Нам кажется, что это происходило в два этапа. Первым из них можно назвать время, когда цифровые технологии начали оказывать влияние на мир и взяли на себя большое количество рутины вроде обработки платежных ведомостей, сварки корпусов автомобилей и отправки счетов клиентам. В июле 1987 года Роберт Солоу, экономист из Массачусетского технологического института, который позже в том же году получил Нобелевскую премию за работы по теории экономического роста, написал: «Вы можете видеть наступление эры компьютеров повсюду, но на показателях производительности это не отразилось»[63]. К середине 1990-х его слова уже не соответствовали действительности; производительность стала расти намного быстрее, чем раньше, и большое количество исследований – часть из них была проведена Эриком[64] и его коллегами – показали, что главной причиной этого стали компьютеры и другие цифровые технологии.
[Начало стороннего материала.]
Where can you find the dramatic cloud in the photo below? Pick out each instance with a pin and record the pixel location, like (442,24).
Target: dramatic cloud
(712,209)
Таким образом, мы можем датировать начало первого этапа новой эры серединой 1990-х.

Точку отсчета для второго этапа, который, по нашему мнению, мы сейчас наблюдаем, установить труднее. Это время, когда в реальном мире начали появляться технологии из научной фантастики – фильмов, книг и секретных исследовательских лабораторий. В 2010 году Google неожиданно объявила, что по американским дорогам безо всяких аварий передвигается множество полностью автономных машин. В 2011 году суперкомпьютер Watson, созданный IBM, обыграл двух чемпионов в телевизионной викторине Jeopardy! К третьему кварталу 2012 года более миллиарда человек пользовались смартфонами[65] – коммуникационные и сенсорные возможности этих устройств знакомы нам по бесчисленным фантастическим фильмам. И, разумеется, три достижения, описанные в начале главы, также случились за последние несколько лет. Как мы увидим далее, помимо этих в тот период произошло немало других прорывов. И они были не исключениями, а, напротив, провозвестниками серьезных изменений в бизнесе, которые объясняются как значительными технологическими инновациями, так и фундаментальными экономическими принципами.
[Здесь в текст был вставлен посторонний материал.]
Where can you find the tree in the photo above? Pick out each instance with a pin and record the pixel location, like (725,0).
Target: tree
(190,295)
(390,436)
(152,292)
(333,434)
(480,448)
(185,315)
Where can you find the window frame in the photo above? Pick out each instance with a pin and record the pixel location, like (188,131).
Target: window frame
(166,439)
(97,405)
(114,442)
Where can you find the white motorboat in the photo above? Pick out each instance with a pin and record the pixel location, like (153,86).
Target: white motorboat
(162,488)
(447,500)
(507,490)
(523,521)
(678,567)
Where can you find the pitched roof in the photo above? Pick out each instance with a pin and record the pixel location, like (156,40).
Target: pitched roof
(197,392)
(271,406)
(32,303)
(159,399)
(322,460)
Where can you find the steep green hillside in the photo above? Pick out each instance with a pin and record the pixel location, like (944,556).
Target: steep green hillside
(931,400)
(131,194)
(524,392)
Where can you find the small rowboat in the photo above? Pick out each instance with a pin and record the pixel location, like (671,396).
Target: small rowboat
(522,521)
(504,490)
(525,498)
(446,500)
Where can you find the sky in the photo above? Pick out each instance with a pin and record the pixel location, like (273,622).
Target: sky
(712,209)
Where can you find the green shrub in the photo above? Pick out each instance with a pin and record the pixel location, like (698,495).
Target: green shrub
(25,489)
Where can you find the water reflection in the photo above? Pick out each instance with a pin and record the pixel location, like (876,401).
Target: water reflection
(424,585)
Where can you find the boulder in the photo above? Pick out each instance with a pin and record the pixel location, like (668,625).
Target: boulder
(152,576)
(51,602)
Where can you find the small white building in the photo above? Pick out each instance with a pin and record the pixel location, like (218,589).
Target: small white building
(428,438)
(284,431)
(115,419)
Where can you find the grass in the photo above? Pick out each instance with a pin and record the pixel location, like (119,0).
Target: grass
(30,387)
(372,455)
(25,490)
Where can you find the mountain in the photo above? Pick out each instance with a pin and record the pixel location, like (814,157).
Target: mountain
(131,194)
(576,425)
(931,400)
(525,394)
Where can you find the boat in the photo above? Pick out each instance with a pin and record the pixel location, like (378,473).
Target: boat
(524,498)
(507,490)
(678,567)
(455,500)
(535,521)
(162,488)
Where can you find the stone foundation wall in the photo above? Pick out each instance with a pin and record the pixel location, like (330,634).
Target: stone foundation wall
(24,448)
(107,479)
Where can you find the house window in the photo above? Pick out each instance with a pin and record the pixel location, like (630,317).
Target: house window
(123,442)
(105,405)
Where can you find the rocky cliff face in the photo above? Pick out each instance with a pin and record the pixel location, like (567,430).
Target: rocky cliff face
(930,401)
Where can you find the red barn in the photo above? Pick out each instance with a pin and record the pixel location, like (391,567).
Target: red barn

Второй этап новой эры значительно отличается от первого. Сегодня мы видим, что технологии могут делать многое, что, как нам раньше казалось, нельзя запрограммировать или назвать рутиной, например: побеждают в игре го, точно диагностируют болезни, естественным образом взаимодействуют с людьми, участвуют в творческой работе, такой как написание музыки или проектирование предметов. За последние несколько лет они помогли изжить парадокс Полани и прочие ограничения, стоявшие на пути к новым территориям. Машины не просто аккуратно выполняют закодированные инструкции, данные им людьми-программистами[66], – они учатся самостоятельно решать задачи. Все это невероятно расширяет рамки того, с чем теперь способна справиться машина.
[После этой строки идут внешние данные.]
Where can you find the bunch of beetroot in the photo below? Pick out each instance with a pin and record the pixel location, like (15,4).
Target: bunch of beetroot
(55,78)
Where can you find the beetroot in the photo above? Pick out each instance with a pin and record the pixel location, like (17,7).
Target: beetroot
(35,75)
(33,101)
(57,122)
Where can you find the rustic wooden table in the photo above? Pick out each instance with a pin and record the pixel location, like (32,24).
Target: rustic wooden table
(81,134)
Кроме того, у сотен миллионов людей сегодня постоянно под рукой мощные и универсальные компьютеры. Это смартфоны и другие гаджеты, которые распространяются по миру с потрясающей скоростью. К 2015 году, всего через восемь лет после появления iPhone, смартфоны были уже у более чем 40 процентов взрослых людей в двух десятках развивающихся стран, за которыми наблюдает Исследовательский центр Пью[67]. В 2016 году удалось продать примерно 1,5 миллиарда устройств.

Впервые в истории человечества большинство людей в мире стали связаны друг с другом цифровыми средствами и имеют доступ к огромным массивам знаний. Более того, люди снова и снова вносят в эти знания собственный вклад. Еще они могут участвовать в разного рода обменах и сделках, таким образом, в современную глобальную экономику вливаются новые миллиарды участников.

Мы считаем, что важность всех этих изменений трудно переоценить. До недавнего времени доступ к гигантским хранилищам знаний, например к хорошим библиотекам, и продвинутым технологиям связи и обработки информации был ограничен благосостоянием. Он имелся только у тех, кому повезло родиться в обеспеченной семье и развитой стране. Теперь все иначе. И в ближайшие годы в мире будут распространяться все более и более мощные технологии.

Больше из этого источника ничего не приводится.